Insured Borrow to Cover Rising Premiums

UK consumers are increasingly relying on credit to pay for insurance as cost of living pressures persist, with the average borrower now taking on roughly £505 per policy. This shift marks a significant rise from previous years, when the average debt was £302, according to new findings from the UK’s leading premium finance company, Premium Credit. The Insurance Index, now in its seventh year, found that 76% of customers use some form of credit to pay for one or more policies, a figure that has remained stable compared to the previous year but represents an increase from 71% just two years ago.
Most customers attribute their increased borrowing to the general cost of living rather than specific insurance premium hikes. Over half (53%) cited rising living costs as the primary reason for borrowing more, nearly double the 26% who blamed rising premiums. This trend highlights a broader financial strain on households.

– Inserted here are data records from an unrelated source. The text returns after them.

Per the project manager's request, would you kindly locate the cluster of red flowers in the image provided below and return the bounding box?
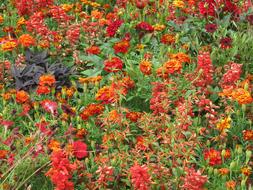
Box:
[204,148,222,166]
[130,164,151,190]
[195,52,214,87]
[15,0,54,16]
[46,150,76,190]
[36,75,56,94]
[113,40,130,54]
[135,22,154,33]
[150,82,170,114]
[80,104,104,121]
[66,25,80,44]
[49,5,71,23]
[106,20,123,37]
[182,168,207,190]
[104,57,123,73]
[26,12,50,36]
[221,62,242,88]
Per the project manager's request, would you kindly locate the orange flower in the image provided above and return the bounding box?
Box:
[219,168,229,175]
[226,180,236,190]
[241,166,252,176]
[0,15,4,24]
[232,88,253,104]
[91,9,103,20]
[169,52,191,63]
[48,140,61,151]
[139,60,152,75]
[18,34,35,47]
[1,40,17,51]
[242,129,253,141]
[161,34,176,44]
[16,90,29,104]
[39,75,56,86]
[0,150,8,159]
[163,59,182,74]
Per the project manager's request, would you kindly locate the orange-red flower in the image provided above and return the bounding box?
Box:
[16,90,29,104]
[139,60,152,75]
[18,34,35,47]
[243,129,253,141]
[113,40,130,54]
[161,34,176,44]
[39,75,56,86]
[86,46,101,55]
[1,40,18,51]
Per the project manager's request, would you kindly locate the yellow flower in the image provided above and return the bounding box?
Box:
[173,0,185,8]
[216,117,231,131]
[61,4,74,12]
[153,24,166,31]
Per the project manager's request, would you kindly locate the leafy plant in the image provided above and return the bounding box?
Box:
[11,49,75,91]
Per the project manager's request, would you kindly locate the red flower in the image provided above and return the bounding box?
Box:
[104,57,123,72]
[182,168,207,190]
[113,40,130,54]
[220,37,232,49]
[41,100,57,115]
[204,148,222,166]
[135,22,154,33]
[199,0,215,17]
[73,141,88,159]
[106,20,123,37]
[86,46,101,55]
[130,164,150,190]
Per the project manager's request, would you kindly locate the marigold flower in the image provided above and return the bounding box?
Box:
[86,46,101,55]
[1,40,18,51]
[47,139,61,151]
[104,57,123,73]
[241,166,252,176]
[216,117,231,131]
[113,40,130,54]
[139,60,152,75]
[0,15,4,24]
[204,148,222,166]
[73,141,88,159]
[0,150,8,159]
[218,168,229,176]
[182,168,207,190]
[242,129,253,141]
[231,88,253,104]
[173,0,185,9]
[39,75,56,87]
[16,90,29,104]
[18,34,35,47]
[161,34,176,45]
[226,180,236,190]
[130,164,151,190]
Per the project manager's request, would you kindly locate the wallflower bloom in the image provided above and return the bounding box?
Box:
[1,40,18,51]
[231,88,253,104]
[18,34,35,47]
[130,164,151,190]
[139,60,152,75]
[161,34,176,45]
[182,168,207,190]
[104,57,123,73]
[73,141,88,159]
[16,90,29,104]
[86,46,101,55]
[204,148,222,166]
[113,40,130,54]
[216,117,231,132]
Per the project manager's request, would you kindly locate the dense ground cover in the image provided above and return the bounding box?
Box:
[0,0,253,190]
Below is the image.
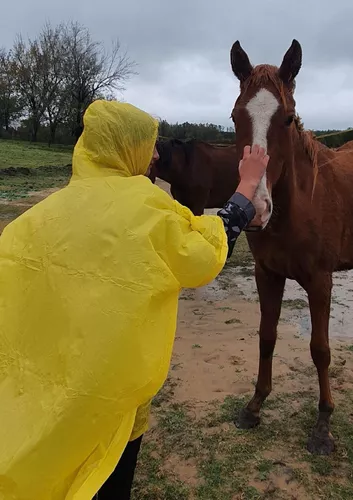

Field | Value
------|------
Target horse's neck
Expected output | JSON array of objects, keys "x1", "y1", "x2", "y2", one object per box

[
  {"x1": 273, "y1": 131, "x2": 315, "y2": 224},
  {"x1": 285, "y1": 131, "x2": 316, "y2": 198}
]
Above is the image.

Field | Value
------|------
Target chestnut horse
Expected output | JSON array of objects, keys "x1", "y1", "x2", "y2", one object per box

[
  {"x1": 231, "y1": 40, "x2": 353, "y2": 455},
  {"x1": 150, "y1": 139, "x2": 239, "y2": 215}
]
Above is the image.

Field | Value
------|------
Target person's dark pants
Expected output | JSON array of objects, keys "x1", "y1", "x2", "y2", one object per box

[{"x1": 96, "y1": 436, "x2": 143, "y2": 500}]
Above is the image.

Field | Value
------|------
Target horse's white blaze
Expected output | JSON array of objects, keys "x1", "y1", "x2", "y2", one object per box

[{"x1": 246, "y1": 89, "x2": 279, "y2": 227}]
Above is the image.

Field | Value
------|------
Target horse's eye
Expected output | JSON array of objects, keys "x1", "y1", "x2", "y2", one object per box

[{"x1": 285, "y1": 115, "x2": 294, "y2": 127}]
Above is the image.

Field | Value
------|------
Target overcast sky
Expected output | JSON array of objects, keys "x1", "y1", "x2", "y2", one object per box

[{"x1": 0, "y1": 0, "x2": 353, "y2": 129}]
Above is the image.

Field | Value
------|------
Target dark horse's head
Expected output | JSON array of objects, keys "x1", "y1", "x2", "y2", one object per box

[
  {"x1": 149, "y1": 139, "x2": 204, "y2": 215},
  {"x1": 230, "y1": 40, "x2": 302, "y2": 229},
  {"x1": 148, "y1": 139, "x2": 183, "y2": 184}
]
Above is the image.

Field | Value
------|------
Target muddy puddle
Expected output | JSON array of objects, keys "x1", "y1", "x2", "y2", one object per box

[{"x1": 182, "y1": 267, "x2": 353, "y2": 339}]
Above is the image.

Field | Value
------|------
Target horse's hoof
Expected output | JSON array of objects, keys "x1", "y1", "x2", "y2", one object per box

[
  {"x1": 235, "y1": 408, "x2": 260, "y2": 429},
  {"x1": 308, "y1": 430, "x2": 336, "y2": 455}
]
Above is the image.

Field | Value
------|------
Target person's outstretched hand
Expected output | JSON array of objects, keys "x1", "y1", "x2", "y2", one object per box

[{"x1": 237, "y1": 144, "x2": 270, "y2": 201}]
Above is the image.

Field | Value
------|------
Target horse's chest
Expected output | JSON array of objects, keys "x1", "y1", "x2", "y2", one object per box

[{"x1": 248, "y1": 235, "x2": 313, "y2": 279}]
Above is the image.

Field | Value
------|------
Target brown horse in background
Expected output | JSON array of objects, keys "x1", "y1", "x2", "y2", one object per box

[
  {"x1": 231, "y1": 40, "x2": 353, "y2": 455},
  {"x1": 150, "y1": 139, "x2": 239, "y2": 215}
]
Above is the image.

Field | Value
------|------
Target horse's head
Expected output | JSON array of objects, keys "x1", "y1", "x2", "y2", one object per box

[
  {"x1": 231, "y1": 40, "x2": 302, "y2": 229},
  {"x1": 156, "y1": 139, "x2": 183, "y2": 184}
]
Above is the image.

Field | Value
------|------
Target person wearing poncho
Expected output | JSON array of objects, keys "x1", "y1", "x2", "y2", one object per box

[{"x1": 0, "y1": 101, "x2": 266, "y2": 500}]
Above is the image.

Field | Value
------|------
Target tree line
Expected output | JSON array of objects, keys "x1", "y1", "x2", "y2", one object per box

[
  {"x1": 0, "y1": 22, "x2": 353, "y2": 147},
  {"x1": 0, "y1": 22, "x2": 136, "y2": 143}
]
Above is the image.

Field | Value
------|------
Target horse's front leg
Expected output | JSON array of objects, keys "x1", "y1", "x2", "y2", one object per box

[
  {"x1": 236, "y1": 265, "x2": 286, "y2": 429},
  {"x1": 304, "y1": 273, "x2": 335, "y2": 455}
]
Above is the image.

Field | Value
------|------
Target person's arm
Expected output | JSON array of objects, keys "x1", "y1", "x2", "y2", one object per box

[{"x1": 217, "y1": 192, "x2": 256, "y2": 259}]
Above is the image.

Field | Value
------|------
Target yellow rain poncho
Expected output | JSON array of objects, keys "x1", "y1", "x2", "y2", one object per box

[{"x1": 0, "y1": 101, "x2": 227, "y2": 500}]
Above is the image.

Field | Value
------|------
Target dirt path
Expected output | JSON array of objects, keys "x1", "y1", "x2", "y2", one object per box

[{"x1": 0, "y1": 178, "x2": 353, "y2": 500}]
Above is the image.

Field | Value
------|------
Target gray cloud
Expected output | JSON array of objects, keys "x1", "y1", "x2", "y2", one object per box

[{"x1": 0, "y1": 0, "x2": 353, "y2": 128}]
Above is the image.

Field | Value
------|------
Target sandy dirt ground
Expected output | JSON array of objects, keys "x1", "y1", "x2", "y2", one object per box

[{"x1": 0, "y1": 181, "x2": 353, "y2": 500}]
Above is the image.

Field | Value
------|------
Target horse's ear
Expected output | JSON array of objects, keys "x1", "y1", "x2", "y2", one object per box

[
  {"x1": 278, "y1": 40, "x2": 302, "y2": 84},
  {"x1": 230, "y1": 41, "x2": 253, "y2": 82}
]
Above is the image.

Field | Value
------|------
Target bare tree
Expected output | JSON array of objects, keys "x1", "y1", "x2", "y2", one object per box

[
  {"x1": 39, "y1": 23, "x2": 70, "y2": 144},
  {"x1": 0, "y1": 49, "x2": 23, "y2": 133},
  {"x1": 62, "y1": 23, "x2": 136, "y2": 140}
]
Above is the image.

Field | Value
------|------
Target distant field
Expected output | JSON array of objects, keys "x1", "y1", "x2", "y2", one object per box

[{"x1": 0, "y1": 139, "x2": 72, "y2": 169}]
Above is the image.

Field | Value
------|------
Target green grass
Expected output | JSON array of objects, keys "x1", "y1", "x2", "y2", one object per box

[
  {"x1": 133, "y1": 383, "x2": 353, "y2": 500},
  {"x1": 0, "y1": 167, "x2": 71, "y2": 201},
  {"x1": 0, "y1": 139, "x2": 72, "y2": 169},
  {"x1": 282, "y1": 299, "x2": 308, "y2": 309}
]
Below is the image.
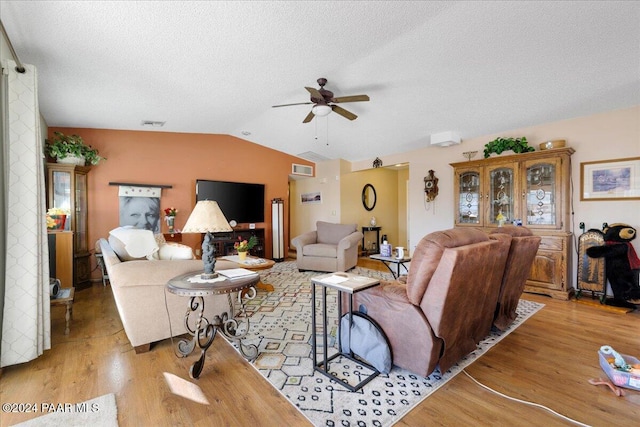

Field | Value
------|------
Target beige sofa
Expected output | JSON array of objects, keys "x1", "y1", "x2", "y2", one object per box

[
  {"x1": 291, "y1": 221, "x2": 362, "y2": 272},
  {"x1": 98, "y1": 239, "x2": 237, "y2": 353}
]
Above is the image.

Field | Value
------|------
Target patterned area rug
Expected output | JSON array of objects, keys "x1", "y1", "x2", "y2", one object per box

[{"x1": 232, "y1": 261, "x2": 544, "y2": 426}]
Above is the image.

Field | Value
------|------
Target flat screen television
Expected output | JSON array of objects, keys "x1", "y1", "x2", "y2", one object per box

[{"x1": 196, "y1": 179, "x2": 264, "y2": 223}]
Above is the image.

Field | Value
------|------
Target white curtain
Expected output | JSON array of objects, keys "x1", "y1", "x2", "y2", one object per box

[{"x1": 0, "y1": 61, "x2": 51, "y2": 367}]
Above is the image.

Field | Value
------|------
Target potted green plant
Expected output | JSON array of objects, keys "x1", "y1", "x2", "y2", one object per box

[
  {"x1": 484, "y1": 136, "x2": 535, "y2": 159},
  {"x1": 45, "y1": 131, "x2": 107, "y2": 166}
]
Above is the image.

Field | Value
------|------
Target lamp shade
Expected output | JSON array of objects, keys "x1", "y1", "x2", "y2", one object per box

[
  {"x1": 182, "y1": 200, "x2": 233, "y2": 233},
  {"x1": 311, "y1": 105, "x2": 331, "y2": 117}
]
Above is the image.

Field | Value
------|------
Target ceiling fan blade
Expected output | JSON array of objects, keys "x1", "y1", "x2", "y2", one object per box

[
  {"x1": 271, "y1": 102, "x2": 313, "y2": 108},
  {"x1": 331, "y1": 105, "x2": 358, "y2": 120},
  {"x1": 302, "y1": 111, "x2": 315, "y2": 123},
  {"x1": 305, "y1": 86, "x2": 324, "y2": 101},
  {"x1": 332, "y1": 95, "x2": 369, "y2": 102}
]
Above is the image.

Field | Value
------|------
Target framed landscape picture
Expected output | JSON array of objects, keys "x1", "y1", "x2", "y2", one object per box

[{"x1": 580, "y1": 157, "x2": 640, "y2": 201}]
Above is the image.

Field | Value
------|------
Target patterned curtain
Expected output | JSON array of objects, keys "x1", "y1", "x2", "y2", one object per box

[{"x1": 0, "y1": 61, "x2": 51, "y2": 367}]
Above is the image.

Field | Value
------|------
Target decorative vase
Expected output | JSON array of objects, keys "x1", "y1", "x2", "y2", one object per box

[
  {"x1": 165, "y1": 216, "x2": 176, "y2": 233},
  {"x1": 49, "y1": 215, "x2": 67, "y2": 230}
]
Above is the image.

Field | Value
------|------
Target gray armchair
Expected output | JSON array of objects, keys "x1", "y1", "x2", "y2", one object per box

[{"x1": 291, "y1": 221, "x2": 362, "y2": 272}]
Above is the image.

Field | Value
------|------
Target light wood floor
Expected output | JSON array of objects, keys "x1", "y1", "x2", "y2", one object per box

[{"x1": 0, "y1": 261, "x2": 640, "y2": 427}]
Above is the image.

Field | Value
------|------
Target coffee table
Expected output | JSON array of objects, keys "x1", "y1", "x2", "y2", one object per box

[
  {"x1": 369, "y1": 254, "x2": 411, "y2": 279},
  {"x1": 220, "y1": 255, "x2": 276, "y2": 292},
  {"x1": 167, "y1": 271, "x2": 260, "y2": 378}
]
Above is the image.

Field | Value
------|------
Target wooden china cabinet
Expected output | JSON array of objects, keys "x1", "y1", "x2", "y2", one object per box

[
  {"x1": 451, "y1": 147, "x2": 574, "y2": 300},
  {"x1": 47, "y1": 163, "x2": 91, "y2": 289}
]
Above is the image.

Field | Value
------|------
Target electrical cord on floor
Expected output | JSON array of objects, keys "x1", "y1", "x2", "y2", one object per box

[{"x1": 462, "y1": 369, "x2": 591, "y2": 427}]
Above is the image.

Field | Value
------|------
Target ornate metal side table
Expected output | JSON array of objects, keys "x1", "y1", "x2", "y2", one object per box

[{"x1": 167, "y1": 271, "x2": 260, "y2": 378}]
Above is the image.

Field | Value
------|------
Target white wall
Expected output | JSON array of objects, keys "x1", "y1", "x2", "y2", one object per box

[{"x1": 0, "y1": 29, "x2": 48, "y2": 138}]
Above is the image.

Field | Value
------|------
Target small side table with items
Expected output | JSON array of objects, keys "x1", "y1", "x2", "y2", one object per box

[
  {"x1": 220, "y1": 255, "x2": 276, "y2": 292},
  {"x1": 51, "y1": 288, "x2": 76, "y2": 335},
  {"x1": 362, "y1": 226, "x2": 382, "y2": 255},
  {"x1": 311, "y1": 272, "x2": 380, "y2": 391},
  {"x1": 167, "y1": 268, "x2": 260, "y2": 378},
  {"x1": 369, "y1": 254, "x2": 411, "y2": 279}
]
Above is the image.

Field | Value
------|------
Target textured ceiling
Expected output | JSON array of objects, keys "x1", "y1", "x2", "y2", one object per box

[{"x1": 0, "y1": 0, "x2": 640, "y2": 161}]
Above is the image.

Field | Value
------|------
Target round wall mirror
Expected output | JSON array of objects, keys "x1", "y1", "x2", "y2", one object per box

[{"x1": 362, "y1": 184, "x2": 376, "y2": 211}]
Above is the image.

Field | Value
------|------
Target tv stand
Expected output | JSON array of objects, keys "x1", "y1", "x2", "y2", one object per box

[{"x1": 213, "y1": 228, "x2": 265, "y2": 258}]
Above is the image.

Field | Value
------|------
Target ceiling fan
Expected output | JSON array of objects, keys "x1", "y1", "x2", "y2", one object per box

[{"x1": 273, "y1": 77, "x2": 369, "y2": 123}]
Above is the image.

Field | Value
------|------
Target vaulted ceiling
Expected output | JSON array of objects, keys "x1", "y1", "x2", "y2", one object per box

[{"x1": 0, "y1": 0, "x2": 640, "y2": 161}]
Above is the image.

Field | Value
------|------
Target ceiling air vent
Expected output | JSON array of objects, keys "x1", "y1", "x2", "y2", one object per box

[{"x1": 291, "y1": 163, "x2": 313, "y2": 176}]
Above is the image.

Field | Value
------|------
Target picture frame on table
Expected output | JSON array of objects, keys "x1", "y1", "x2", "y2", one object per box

[{"x1": 580, "y1": 157, "x2": 640, "y2": 201}]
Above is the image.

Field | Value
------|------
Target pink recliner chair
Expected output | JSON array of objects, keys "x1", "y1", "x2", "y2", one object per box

[
  {"x1": 354, "y1": 228, "x2": 511, "y2": 376},
  {"x1": 492, "y1": 225, "x2": 541, "y2": 331}
]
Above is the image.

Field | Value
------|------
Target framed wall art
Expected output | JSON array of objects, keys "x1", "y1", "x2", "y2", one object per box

[
  {"x1": 580, "y1": 157, "x2": 640, "y2": 201},
  {"x1": 300, "y1": 191, "x2": 322, "y2": 205}
]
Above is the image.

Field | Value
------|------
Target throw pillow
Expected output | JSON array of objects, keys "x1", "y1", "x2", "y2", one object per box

[
  {"x1": 109, "y1": 226, "x2": 158, "y2": 261},
  {"x1": 157, "y1": 242, "x2": 195, "y2": 259}
]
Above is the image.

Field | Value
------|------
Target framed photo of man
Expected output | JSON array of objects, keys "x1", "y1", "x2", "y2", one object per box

[{"x1": 119, "y1": 186, "x2": 161, "y2": 234}]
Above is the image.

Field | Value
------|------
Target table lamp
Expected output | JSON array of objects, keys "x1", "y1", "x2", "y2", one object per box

[{"x1": 182, "y1": 200, "x2": 233, "y2": 280}]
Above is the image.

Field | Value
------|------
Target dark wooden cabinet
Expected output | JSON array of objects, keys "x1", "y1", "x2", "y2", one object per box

[
  {"x1": 47, "y1": 163, "x2": 91, "y2": 289},
  {"x1": 451, "y1": 147, "x2": 574, "y2": 300},
  {"x1": 213, "y1": 228, "x2": 265, "y2": 258}
]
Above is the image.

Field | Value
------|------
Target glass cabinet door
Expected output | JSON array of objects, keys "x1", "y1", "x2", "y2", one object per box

[
  {"x1": 457, "y1": 170, "x2": 482, "y2": 224},
  {"x1": 525, "y1": 160, "x2": 560, "y2": 228},
  {"x1": 73, "y1": 173, "x2": 88, "y2": 252},
  {"x1": 49, "y1": 170, "x2": 72, "y2": 231},
  {"x1": 485, "y1": 166, "x2": 519, "y2": 225}
]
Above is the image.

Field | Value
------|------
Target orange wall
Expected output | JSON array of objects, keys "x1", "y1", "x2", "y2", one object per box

[{"x1": 48, "y1": 127, "x2": 313, "y2": 277}]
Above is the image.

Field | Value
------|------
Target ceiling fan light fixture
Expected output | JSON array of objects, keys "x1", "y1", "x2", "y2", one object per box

[{"x1": 311, "y1": 105, "x2": 331, "y2": 117}]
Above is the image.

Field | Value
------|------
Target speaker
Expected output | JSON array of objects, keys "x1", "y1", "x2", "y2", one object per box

[{"x1": 271, "y1": 199, "x2": 284, "y2": 262}]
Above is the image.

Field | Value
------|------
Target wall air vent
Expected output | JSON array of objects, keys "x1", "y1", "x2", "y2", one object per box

[
  {"x1": 291, "y1": 163, "x2": 313, "y2": 176},
  {"x1": 140, "y1": 120, "x2": 166, "y2": 128},
  {"x1": 431, "y1": 132, "x2": 460, "y2": 147}
]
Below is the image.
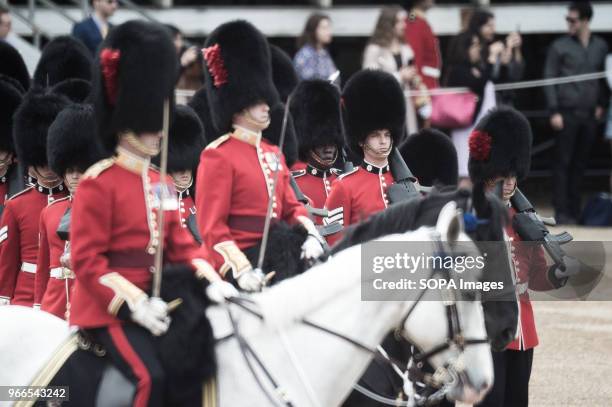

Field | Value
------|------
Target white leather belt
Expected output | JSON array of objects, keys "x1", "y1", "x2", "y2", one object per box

[
  {"x1": 49, "y1": 267, "x2": 74, "y2": 280},
  {"x1": 21, "y1": 261, "x2": 36, "y2": 274}
]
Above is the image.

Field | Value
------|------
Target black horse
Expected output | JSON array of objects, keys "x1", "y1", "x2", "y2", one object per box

[{"x1": 332, "y1": 186, "x2": 518, "y2": 407}]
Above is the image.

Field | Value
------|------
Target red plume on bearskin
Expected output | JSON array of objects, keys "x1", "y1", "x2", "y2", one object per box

[
  {"x1": 202, "y1": 44, "x2": 227, "y2": 88},
  {"x1": 469, "y1": 130, "x2": 491, "y2": 161},
  {"x1": 100, "y1": 48, "x2": 121, "y2": 105}
]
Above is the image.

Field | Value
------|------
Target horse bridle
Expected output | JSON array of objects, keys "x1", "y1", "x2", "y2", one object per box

[{"x1": 223, "y1": 233, "x2": 488, "y2": 407}]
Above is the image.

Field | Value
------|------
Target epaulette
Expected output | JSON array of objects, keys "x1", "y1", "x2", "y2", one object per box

[
  {"x1": 83, "y1": 157, "x2": 115, "y2": 179},
  {"x1": 47, "y1": 196, "x2": 70, "y2": 206},
  {"x1": 338, "y1": 167, "x2": 359, "y2": 179},
  {"x1": 206, "y1": 134, "x2": 230, "y2": 150},
  {"x1": 291, "y1": 170, "x2": 306, "y2": 178},
  {"x1": 7, "y1": 186, "x2": 34, "y2": 201}
]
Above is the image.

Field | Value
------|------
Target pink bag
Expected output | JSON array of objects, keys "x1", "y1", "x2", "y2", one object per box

[{"x1": 431, "y1": 92, "x2": 478, "y2": 129}]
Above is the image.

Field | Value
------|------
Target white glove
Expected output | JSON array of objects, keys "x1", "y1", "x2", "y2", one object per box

[
  {"x1": 300, "y1": 235, "x2": 325, "y2": 260},
  {"x1": 236, "y1": 269, "x2": 265, "y2": 292},
  {"x1": 555, "y1": 256, "x2": 582, "y2": 279},
  {"x1": 206, "y1": 280, "x2": 239, "y2": 304},
  {"x1": 132, "y1": 297, "x2": 170, "y2": 336}
]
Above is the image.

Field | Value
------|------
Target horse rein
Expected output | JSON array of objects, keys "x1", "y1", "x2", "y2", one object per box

[{"x1": 223, "y1": 233, "x2": 488, "y2": 407}]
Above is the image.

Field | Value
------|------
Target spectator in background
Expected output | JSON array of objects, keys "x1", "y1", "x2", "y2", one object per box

[
  {"x1": 405, "y1": 0, "x2": 442, "y2": 89},
  {"x1": 72, "y1": 0, "x2": 119, "y2": 56},
  {"x1": 293, "y1": 13, "x2": 337, "y2": 80},
  {"x1": 443, "y1": 31, "x2": 503, "y2": 187},
  {"x1": 164, "y1": 24, "x2": 204, "y2": 105},
  {"x1": 362, "y1": 6, "x2": 420, "y2": 134},
  {"x1": 467, "y1": 9, "x2": 525, "y2": 104},
  {"x1": 0, "y1": 4, "x2": 13, "y2": 41},
  {"x1": 544, "y1": 2, "x2": 608, "y2": 224}
]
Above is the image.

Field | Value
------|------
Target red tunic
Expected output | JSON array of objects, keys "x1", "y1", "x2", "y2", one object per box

[
  {"x1": 0, "y1": 184, "x2": 66, "y2": 307},
  {"x1": 406, "y1": 12, "x2": 442, "y2": 89},
  {"x1": 196, "y1": 129, "x2": 308, "y2": 270},
  {"x1": 70, "y1": 152, "x2": 203, "y2": 328},
  {"x1": 34, "y1": 198, "x2": 74, "y2": 319},
  {"x1": 506, "y1": 208, "x2": 555, "y2": 350},
  {"x1": 291, "y1": 161, "x2": 340, "y2": 225},
  {"x1": 324, "y1": 162, "x2": 394, "y2": 245}
]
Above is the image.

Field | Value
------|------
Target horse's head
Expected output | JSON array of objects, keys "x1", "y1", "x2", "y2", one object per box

[{"x1": 402, "y1": 201, "x2": 493, "y2": 404}]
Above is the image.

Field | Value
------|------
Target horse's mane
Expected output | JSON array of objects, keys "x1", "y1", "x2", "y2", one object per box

[{"x1": 332, "y1": 188, "x2": 507, "y2": 254}]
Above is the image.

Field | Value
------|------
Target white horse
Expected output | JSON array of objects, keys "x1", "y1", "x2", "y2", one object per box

[{"x1": 0, "y1": 203, "x2": 493, "y2": 407}]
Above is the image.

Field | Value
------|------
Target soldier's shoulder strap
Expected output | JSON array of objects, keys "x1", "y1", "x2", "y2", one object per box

[
  {"x1": 83, "y1": 157, "x2": 115, "y2": 179},
  {"x1": 338, "y1": 167, "x2": 359, "y2": 179},
  {"x1": 206, "y1": 134, "x2": 230, "y2": 150},
  {"x1": 291, "y1": 170, "x2": 306, "y2": 178},
  {"x1": 7, "y1": 186, "x2": 34, "y2": 201}
]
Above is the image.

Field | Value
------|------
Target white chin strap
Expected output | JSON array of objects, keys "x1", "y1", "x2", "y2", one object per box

[{"x1": 123, "y1": 132, "x2": 159, "y2": 157}]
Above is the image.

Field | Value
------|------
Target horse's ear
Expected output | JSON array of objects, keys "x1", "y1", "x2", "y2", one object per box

[{"x1": 436, "y1": 201, "x2": 463, "y2": 243}]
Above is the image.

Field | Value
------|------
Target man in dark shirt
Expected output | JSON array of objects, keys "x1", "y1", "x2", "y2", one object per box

[{"x1": 544, "y1": 1, "x2": 608, "y2": 224}]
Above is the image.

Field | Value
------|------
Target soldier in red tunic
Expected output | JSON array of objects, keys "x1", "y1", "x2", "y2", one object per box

However, nearly a quarter (23%) of respondents stated that they took on more credit simply because paying for insurance monthly is more convenient and helps with their overall budgeting. This suggests that while economic pressures are a factor, the method of payment itself has become a deliberate choice for many.
Related: Discovering Koh Phi Phi in 24 hours
More than half (51%) of those using credit for insurance have borrowed more than they did in the previous 12 months, a jump from 43% last year. While 39% reported no increase in borrowing, the proportion of those who have borrowed less has dropped slightly to 2%. Credit cards remain the dominant tool for these purchases, with 55% of users relying on them, up from 41% the previous year. Despite the high interest rates often associated with credit cards, the convenience they offer continues to outweigh the potential financial cost for a large segment of the population.
The reliance on unsecured borrowing comes with tangible risks. The data indicates that 11% of customers who used credit to pay for insurance have defaulted on repayments in the past year, nearly double the rate recorded last year. Furthermore, around one in eight (12%) of those questioned have been turned down for credit cards in the past two years. These figures suggest a tightening of lending standards and increasing difficulty for consumers to manage their debts.
Related: Barnet Gate’s Crystal Commitment: Lab Grown Engagement Rings
While many struggle to meet these costs, the outlook for the coming year is mixed. Nearly a third (32%) of respondents expect their financial situation to worsen over the next 12 months, compared to 19% who expect improvement and 38% who believe it will be unchanged. Around 11% did not know or would not say.